Sprawy w swoje ręce postanowili wziąć polkowiccy strażacy. Wspomagani przez strażników miejskich skontrolowali możliwości dojazdu do 10 - kondygnacyjnych budynków mieszkalnych. Efekt był natychmiastowy. W dwóch przypadkach strażnicy miejscy nakazali właścicielom przestawić swoje auta, które tarasowały dojazd.
- Wszystkie nasze pojazdy mają wykupione polisy OC i AC, więc nie obawiamy się ewentualnych roszczeń odszkodowawczych za uszkodzenie jakiegoś auta. Sen z powiek strażakom spędza jednak świadomość, że w sytuacji krytycznej, zagrożenia zdrowia lub życia, może dojść do sytuacji, gdzie nie będzie możliwości bezpośredniego dojazdu do miejsca zdarzenia - alarmuje kpt. Grzegorz Kasperek, rzecznik polkowickiej straży pożarnej.

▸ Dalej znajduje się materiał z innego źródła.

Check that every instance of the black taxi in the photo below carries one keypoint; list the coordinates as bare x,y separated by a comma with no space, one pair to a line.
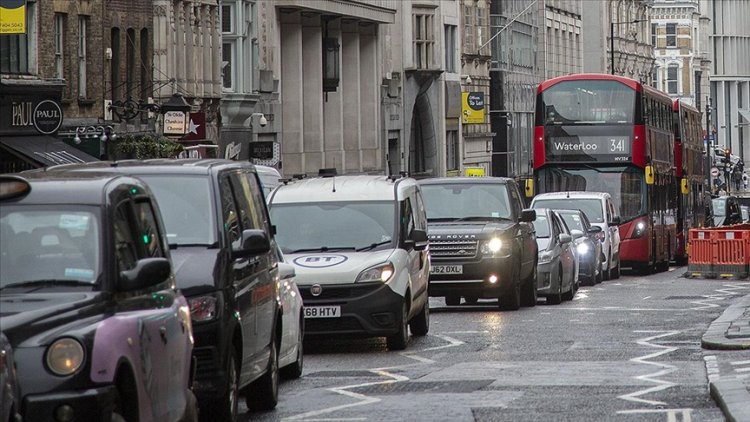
88,301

Tak było we Wrocławiu na początku grudnia ubr., gdy przez zaparkowane niewłaściwie pojazdy, strażacy nie mogli dojechać do pożaru budynku mieszkalnego przy ul. Drukarskiej.
- Apelujemy do wszystkich właścicieli pojazdów osobowych o szczególną rozwagę przy parkowaniu aut w pobliżu budynków wielorodzinnych - kończy Grzegorz Kasperek.